Oh my goodness my heart goes out to you and thank your for sharing your story to me. I am to blame though because I do tend to push others away and go silent but its not intentional and a good freind that truly understands will still reach out to me. Thank you kindly for all of your words of encouragement and I love this site although I have been on here for years I am not active daily, There truly are soooo many loving and caring people on here. But thank you for replying to me. It means more than you know.
I literally just returned to this site a few days ago. Sometimes it's good on here and sometimes it can be too much! Gotta manage the anxiety.
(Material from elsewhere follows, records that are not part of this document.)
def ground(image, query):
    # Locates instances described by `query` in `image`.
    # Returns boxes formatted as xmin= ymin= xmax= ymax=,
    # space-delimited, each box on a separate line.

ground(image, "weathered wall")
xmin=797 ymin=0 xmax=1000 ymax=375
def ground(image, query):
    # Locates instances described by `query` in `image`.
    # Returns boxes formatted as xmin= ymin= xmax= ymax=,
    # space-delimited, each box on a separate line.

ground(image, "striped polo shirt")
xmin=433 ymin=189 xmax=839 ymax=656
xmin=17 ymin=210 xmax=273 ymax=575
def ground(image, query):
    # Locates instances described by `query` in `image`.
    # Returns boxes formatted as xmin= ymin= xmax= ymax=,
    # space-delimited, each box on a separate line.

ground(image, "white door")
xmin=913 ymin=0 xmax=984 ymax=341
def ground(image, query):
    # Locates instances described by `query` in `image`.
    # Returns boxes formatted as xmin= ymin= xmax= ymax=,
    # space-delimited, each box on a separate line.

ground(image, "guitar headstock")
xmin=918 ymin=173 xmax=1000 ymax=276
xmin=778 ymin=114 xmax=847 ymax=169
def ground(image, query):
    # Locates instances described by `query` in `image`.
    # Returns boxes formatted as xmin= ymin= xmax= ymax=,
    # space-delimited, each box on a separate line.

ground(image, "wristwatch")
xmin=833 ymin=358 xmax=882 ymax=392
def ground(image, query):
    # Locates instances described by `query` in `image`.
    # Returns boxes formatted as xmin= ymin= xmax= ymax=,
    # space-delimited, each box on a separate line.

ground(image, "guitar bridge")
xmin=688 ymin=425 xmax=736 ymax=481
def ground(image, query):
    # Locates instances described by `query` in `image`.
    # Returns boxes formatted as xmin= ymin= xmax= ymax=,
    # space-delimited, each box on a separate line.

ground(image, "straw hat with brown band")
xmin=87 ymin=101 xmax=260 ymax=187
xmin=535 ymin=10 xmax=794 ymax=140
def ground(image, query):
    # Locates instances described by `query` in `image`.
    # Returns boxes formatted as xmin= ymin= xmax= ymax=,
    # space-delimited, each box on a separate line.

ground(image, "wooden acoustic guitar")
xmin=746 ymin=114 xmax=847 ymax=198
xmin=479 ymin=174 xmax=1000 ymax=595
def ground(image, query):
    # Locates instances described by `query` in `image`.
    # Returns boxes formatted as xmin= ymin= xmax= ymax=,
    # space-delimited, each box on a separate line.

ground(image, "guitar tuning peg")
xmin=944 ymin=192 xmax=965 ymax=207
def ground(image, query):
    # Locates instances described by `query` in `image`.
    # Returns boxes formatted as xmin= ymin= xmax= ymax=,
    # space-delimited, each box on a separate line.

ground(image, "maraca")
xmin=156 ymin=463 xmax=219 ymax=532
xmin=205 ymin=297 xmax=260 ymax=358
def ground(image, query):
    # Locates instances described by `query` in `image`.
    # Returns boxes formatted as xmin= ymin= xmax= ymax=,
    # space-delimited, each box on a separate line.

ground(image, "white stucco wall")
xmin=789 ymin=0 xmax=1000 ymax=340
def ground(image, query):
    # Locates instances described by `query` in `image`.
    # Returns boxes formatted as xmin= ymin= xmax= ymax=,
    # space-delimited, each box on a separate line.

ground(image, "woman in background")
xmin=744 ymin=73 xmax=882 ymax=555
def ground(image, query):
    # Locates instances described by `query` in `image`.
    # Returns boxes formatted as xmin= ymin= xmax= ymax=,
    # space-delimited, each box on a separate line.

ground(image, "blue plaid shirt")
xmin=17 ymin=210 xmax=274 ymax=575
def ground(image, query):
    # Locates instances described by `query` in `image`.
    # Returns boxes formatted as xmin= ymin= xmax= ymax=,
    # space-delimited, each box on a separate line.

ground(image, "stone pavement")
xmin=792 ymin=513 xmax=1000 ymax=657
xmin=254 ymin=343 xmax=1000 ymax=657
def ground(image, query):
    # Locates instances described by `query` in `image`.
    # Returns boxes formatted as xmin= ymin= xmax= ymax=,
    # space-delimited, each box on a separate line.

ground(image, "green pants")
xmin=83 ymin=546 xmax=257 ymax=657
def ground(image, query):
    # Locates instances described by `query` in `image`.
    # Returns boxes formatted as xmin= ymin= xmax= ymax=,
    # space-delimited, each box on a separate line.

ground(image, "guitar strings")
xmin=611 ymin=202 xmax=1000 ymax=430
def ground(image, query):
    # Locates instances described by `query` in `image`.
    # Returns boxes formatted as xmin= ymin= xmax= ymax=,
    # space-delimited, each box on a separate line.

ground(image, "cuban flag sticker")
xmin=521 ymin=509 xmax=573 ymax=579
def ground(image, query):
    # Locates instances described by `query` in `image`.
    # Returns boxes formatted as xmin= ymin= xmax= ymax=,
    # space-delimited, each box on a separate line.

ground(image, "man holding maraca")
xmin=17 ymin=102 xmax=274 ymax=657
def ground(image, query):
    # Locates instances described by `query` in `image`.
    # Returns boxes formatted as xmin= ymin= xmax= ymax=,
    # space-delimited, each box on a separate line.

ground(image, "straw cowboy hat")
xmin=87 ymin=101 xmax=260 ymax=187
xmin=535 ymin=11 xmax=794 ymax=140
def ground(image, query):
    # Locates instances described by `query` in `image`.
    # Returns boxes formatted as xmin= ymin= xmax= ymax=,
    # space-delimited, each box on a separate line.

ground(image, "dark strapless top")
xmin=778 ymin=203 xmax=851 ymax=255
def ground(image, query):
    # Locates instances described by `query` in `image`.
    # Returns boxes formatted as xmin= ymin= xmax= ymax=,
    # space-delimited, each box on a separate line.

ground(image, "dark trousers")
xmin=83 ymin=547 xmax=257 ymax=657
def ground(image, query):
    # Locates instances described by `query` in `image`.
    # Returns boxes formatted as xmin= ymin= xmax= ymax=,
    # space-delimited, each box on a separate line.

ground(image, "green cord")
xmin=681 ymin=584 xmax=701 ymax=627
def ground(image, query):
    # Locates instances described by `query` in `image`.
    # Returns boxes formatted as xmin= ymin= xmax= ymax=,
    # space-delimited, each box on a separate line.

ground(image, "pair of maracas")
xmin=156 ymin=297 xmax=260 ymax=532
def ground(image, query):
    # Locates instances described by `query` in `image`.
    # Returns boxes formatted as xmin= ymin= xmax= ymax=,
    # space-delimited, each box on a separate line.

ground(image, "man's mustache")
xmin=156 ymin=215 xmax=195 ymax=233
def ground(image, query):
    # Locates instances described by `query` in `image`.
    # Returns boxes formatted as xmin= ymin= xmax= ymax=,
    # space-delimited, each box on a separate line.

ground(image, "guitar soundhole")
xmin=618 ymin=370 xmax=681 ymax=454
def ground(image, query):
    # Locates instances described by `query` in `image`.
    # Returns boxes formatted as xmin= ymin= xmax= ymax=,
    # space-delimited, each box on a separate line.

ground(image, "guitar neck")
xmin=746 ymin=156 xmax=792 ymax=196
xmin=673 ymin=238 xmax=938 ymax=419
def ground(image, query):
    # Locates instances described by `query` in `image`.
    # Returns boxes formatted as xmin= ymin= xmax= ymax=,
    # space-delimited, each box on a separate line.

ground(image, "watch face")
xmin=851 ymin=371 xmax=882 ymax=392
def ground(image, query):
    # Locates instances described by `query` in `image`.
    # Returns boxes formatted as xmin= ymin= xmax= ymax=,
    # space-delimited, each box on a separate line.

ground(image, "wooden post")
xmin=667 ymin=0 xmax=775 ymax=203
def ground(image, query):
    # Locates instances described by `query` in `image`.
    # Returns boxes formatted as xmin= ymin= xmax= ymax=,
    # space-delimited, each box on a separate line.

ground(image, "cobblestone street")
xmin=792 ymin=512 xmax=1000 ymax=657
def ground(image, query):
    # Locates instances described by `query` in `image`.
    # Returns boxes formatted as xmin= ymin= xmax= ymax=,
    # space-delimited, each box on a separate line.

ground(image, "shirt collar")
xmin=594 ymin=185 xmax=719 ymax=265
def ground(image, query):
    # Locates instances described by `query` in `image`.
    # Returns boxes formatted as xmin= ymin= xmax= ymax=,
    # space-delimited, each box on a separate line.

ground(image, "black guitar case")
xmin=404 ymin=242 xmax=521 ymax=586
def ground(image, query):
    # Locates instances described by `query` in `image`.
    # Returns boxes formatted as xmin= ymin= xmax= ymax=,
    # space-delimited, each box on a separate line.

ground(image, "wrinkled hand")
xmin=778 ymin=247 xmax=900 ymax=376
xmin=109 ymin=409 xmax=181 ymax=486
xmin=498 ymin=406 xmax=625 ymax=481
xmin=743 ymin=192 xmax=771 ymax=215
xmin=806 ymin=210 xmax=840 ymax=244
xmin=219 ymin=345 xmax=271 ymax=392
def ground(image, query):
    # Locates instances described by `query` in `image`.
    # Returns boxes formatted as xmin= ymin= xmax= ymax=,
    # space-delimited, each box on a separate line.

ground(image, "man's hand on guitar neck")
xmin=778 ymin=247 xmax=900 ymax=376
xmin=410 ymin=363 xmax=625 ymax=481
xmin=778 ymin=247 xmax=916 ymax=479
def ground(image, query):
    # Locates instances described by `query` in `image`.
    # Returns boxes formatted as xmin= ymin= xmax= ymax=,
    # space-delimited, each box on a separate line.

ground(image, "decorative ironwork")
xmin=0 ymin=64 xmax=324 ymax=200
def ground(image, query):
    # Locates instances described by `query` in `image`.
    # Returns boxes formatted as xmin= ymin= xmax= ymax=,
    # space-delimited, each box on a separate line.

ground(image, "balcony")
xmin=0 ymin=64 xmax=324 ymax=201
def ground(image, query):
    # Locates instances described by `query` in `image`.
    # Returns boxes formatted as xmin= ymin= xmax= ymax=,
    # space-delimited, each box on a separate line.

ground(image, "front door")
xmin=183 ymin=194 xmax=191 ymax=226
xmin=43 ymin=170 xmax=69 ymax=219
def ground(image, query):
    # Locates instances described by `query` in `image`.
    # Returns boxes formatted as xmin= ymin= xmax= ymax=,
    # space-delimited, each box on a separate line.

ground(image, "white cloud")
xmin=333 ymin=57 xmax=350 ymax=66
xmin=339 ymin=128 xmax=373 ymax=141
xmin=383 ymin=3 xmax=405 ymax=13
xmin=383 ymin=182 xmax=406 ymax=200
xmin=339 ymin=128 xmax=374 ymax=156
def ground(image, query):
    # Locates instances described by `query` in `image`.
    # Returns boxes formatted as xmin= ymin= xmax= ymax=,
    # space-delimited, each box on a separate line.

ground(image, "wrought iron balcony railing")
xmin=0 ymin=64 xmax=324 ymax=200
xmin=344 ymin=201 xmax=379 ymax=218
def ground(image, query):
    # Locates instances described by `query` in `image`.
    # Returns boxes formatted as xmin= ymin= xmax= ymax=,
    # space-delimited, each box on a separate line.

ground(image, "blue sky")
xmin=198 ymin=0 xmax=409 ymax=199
Trut me I feel yo pain and frustration and i'm 76
I know exactly how you feel. People says “let’s stay in touch, let’s get together” but then I never hear from them again. However they do eventually get in touch when they have a whole litany of problems of their own to tell me. I’m the type that listens and never burdens others with my problems but they have no problem reciting every detail of theirs. That’s why I love this site, because people really listen and do what they can to help.
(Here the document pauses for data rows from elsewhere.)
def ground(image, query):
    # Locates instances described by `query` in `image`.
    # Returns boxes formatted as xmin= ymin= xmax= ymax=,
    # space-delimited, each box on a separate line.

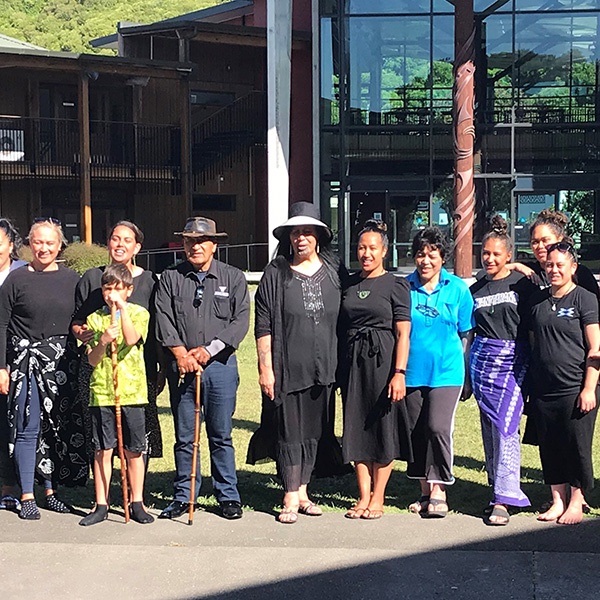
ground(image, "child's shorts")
xmin=90 ymin=406 xmax=146 ymax=452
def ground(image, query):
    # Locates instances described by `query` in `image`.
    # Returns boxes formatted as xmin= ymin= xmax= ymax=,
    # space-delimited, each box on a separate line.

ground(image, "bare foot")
xmin=538 ymin=502 xmax=565 ymax=521
xmin=557 ymin=506 xmax=583 ymax=525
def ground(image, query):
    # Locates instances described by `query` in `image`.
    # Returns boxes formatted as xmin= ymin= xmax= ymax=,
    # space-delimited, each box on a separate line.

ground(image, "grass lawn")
xmin=62 ymin=290 xmax=600 ymax=515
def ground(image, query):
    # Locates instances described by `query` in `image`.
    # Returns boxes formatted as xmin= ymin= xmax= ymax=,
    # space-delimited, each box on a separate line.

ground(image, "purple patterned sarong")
xmin=470 ymin=336 xmax=529 ymax=436
xmin=470 ymin=337 xmax=529 ymax=506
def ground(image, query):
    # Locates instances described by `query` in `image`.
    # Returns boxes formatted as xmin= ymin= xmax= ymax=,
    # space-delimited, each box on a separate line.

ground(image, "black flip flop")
xmin=483 ymin=506 xmax=510 ymax=527
xmin=421 ymin=498 xmax=448 ymax=519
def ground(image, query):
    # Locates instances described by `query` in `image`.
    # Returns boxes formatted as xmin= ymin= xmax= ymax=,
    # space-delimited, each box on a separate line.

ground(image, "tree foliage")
xmin=0 ymin=0 xmax=225 ymax=53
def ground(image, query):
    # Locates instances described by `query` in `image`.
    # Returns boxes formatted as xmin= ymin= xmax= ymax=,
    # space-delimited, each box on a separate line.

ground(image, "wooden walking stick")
xmin=188 ymin=369 xmax=202 ymax=525
xmin=110 ymin=303 xmax=129 ymax=523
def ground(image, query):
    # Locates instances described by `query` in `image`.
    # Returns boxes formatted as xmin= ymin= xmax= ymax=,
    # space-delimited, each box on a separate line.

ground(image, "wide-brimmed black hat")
xmin=175 ymin=217 xmax=227 ymax=239
xmin=273 ymin=202 xmax=333 ymax=241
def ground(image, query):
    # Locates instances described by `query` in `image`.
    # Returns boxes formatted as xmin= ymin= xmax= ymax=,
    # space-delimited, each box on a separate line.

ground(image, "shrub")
xmin=60 ymin=242 xmax=109 ymax=275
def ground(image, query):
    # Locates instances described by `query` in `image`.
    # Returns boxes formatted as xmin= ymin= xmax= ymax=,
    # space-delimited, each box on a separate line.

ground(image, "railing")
xmin=137 ymin=243 xmax=269 ymax=273
xmin=191 ymin=91 xmax=267 ymax=189
xmin=0 ymin=117 xmax=181 ymax=182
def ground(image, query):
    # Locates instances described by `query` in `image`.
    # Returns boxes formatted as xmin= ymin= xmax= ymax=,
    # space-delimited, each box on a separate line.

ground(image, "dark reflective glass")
xmin=515 ymin=0 xmax=600 ymax=12
xmin=515 ymin=14 xmax=599 ymax=124
xmin=346 ymin=0 xmax=431 ymax=15
xmin=348 ymin=17 xmax=431 ymax=125
xmin=321 ymin=18 xmax=340 ymax=125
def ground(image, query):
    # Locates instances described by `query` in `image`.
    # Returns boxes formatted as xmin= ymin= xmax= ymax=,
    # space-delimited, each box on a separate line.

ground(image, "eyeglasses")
xmin=193 ymin=283 xmax=204 ymax=308
xmin=33 ymin=217 xmax=62 ymax=227
xmin=546 ymin=242 xmax=578 ymax=262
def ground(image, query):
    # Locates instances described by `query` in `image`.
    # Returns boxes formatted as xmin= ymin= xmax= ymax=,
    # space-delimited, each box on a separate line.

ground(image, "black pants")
xmin=406 ymin=386 xmax=462 ymax=485
xmin=532 ymin=389 xmax=598 ymax=490
xmin=0 ymin=394 xmax=17 ymax=487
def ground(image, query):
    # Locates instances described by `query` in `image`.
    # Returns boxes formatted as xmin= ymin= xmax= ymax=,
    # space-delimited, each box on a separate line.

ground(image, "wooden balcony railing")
xmin=0 ymin=117 xmax=181 ymax=183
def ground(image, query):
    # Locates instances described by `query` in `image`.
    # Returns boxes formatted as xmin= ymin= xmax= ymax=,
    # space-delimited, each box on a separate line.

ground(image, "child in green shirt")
xmin=79 ymin=264 xmax=154 ymax=526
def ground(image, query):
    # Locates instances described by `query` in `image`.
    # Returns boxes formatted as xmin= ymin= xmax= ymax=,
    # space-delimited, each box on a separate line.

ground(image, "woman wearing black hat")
xmin=248 ymin=202 xmax=345 ymax=523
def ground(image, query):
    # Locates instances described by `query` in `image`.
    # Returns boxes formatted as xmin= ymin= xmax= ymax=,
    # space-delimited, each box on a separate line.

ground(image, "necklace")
xmin=356 ymin=270 xmax=387 ymax=300
xmin=550 ymin=284 xmax=577 ymax=312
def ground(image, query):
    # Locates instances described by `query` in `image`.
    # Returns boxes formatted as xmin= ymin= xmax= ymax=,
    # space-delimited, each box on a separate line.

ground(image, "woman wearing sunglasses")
xmin=529 ymin=241 xmax=600 ymax=524
xmin=406 ymin=227 xmax=473 ymax=518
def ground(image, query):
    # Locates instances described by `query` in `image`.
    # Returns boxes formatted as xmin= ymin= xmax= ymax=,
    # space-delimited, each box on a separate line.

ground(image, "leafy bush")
xmin=60 ymin=242 xmax=109 ymax=275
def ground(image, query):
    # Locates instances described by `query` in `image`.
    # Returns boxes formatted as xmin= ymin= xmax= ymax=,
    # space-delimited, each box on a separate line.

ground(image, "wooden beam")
xmin=78 ymin=71 xmax=92 ymax=244
xmin=267 ymin=0 xmax=292 ymax=256
xmin=179 ymin=79 xmax=192 ymax=216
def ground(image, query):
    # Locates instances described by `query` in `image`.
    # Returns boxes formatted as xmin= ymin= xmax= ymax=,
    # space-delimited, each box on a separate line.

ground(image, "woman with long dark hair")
xmin=529 ymin=241 xmax=600 ymax=524
xmin=470 ymin=215 xmax=538 ymax=525
xmin=406 ymin=227 xmax=473 ymax=518
xmin=340 ymin=220 xmax=412 ymax=519
xmin=247 ymin=202 xmax=343 ymax=524
xmin=72 ymin=221 xmax=162 ymax=458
I think you hit the nail on the head. I'm a firm believer that words without actions are pointless. Not that I'm that great but I do care a lot about others and I want to help. It just sucks when it's not returned. My pride gets me at times to reach out for help. I think that's due to my childhood and throughout my life of feeling like they won't listen or why even bother when it will be no anyways. I think you also brought up a good point though that they do eventually reach out when there life is in disarray. I'm the same as you I listen and care.
Im always here for you if you need an ear. I have met a lot of very kind individuals over the years on here. They have been there for me when I felt lost frustrated sad. I just wish I had more support in my daily life in general. I just have a lot to work on. One day at a time.
I am sorry you go through the same things as I do. I have always been the one people come to for support or when they need something but get nothing in return. They say “I’m here for you” but their actions never carry that out. The thing is how do you chance this dynamic and not feel so used?
This forum is great and the people are so helpful. I’m here for you as well, feel free to reach out.
Some fplk have fallen for the hype that Looking good equates to health, when in reality, it doesn't. Trust your doctor.
Cheers, Midori
Hi hope you are doing well I'm here if you need a ear. You are loved by me your group family.